Следить за ней оказалось труднее, чем я планировал изначально.
Особенно, когда я едва мог на нее взглянуть.
И так несколько дней. На самом деле недели. Если быть точнее, две. И каким-то образом, час за часом, несмотря на мои лихорадочные, умелые попытки выследить ее, девчонке удается ускользнуть от меня на каждом шагу.
Ее родители остаются беспечными, они явно привыкли к ее безумному чувству независимости.
И я не смог заставить себя признаться им в том, что видел; их дочь, блуждающая по пустынным залам третьего этажа, где находятся ее покои, покрытая кровью.
Без тени смущения выставляя данное варварство на показ.

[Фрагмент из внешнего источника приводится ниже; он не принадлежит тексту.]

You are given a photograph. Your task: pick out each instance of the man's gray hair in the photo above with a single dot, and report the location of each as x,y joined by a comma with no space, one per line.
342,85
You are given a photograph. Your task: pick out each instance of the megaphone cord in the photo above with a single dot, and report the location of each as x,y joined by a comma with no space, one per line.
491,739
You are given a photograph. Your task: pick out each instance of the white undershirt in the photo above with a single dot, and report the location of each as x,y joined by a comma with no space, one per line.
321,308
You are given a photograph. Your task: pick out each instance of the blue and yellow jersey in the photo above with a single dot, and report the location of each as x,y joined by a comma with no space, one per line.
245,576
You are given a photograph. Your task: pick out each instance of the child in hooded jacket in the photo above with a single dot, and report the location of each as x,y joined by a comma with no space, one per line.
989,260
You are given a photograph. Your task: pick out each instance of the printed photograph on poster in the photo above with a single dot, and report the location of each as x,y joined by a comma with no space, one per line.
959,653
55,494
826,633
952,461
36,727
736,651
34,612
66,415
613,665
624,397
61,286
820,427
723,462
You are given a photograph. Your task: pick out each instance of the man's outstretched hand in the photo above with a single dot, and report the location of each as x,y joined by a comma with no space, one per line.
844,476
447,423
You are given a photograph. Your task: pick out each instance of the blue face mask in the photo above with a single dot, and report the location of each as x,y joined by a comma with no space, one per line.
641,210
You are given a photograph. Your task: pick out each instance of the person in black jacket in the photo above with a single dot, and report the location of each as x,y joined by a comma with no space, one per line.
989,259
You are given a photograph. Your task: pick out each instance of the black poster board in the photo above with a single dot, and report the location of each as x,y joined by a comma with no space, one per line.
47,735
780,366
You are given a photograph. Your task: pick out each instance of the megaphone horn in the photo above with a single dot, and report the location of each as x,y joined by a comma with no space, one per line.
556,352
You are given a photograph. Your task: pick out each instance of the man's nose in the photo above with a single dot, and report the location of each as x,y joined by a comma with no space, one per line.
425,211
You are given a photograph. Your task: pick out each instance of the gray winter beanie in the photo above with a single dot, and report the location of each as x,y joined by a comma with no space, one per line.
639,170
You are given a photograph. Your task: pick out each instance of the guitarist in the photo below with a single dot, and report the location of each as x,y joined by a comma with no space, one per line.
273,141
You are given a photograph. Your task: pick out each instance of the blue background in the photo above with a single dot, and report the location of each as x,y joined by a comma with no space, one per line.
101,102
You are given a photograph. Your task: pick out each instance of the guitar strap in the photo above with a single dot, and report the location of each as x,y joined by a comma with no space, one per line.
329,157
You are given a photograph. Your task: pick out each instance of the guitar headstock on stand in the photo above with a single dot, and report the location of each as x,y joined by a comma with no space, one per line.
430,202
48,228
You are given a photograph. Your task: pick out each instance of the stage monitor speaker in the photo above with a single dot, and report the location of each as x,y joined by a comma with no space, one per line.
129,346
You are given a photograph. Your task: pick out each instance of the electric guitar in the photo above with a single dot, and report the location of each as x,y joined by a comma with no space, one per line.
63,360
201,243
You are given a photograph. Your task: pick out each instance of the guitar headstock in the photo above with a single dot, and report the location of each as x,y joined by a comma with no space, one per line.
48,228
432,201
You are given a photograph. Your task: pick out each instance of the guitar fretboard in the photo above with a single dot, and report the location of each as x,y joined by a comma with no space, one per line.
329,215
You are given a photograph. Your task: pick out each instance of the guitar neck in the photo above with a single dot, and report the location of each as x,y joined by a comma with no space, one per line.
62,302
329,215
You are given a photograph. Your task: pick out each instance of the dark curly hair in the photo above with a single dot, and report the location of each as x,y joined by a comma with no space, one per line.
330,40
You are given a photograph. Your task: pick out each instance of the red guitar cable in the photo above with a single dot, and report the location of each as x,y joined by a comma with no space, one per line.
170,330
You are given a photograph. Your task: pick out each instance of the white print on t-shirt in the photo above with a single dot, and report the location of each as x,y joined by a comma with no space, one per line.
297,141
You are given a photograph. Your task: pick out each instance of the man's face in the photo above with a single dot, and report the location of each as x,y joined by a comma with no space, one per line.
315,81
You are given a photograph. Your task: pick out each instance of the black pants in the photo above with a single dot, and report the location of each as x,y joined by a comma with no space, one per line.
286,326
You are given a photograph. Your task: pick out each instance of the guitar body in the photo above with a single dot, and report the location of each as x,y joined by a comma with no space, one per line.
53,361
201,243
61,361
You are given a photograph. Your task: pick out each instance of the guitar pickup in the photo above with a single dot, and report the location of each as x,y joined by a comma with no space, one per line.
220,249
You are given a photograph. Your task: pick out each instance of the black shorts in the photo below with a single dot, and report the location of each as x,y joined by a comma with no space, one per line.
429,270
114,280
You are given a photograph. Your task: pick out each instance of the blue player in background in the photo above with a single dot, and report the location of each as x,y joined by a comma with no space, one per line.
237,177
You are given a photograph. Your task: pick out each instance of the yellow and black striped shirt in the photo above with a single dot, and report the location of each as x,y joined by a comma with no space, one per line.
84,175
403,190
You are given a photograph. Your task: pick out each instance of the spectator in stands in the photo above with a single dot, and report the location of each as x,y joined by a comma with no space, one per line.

И это не самая тревожная часть. Настоящая причина, из-за которой я не могу признаться брату в том, чем занимается его приемная дочь, лежит гораздо глубже.
Я трахаюсь. Каждую ночь я питаюсь и трахаюсь, и каждую ночь она все дальше отдаляется от меня, но мой разум все еще не отпускает ее. Я представляю себе, как вампиров, так и человеческих самцов в муках ее укуса, чувствующих эти резцы глубоко в их плоти, и эта болезнь усиливается с каждым разом.
Сегодня я нахожусь за пределами городских стен, на ступенях, ведущих в лес. Солнечный свет пробивается сквозь красные листья —" фильтрованный солнечный свет. Как и у большинства вампиров, у нас смертельная аллергия на ультрафиолетовое излучение, исходящее от солнца. Заклинание, которое сохраняет эту часть леса скрытой от остального мира, также обеспечивает фильтр, который удаляет это излучение, позволяя нам наслаждаться дневным светом.
Я здесь не ради гребаного солнца. Даже не для того, чтобы созерцать, как оно заставляет светиться темно-серые деревья и их кроваво-красных листья.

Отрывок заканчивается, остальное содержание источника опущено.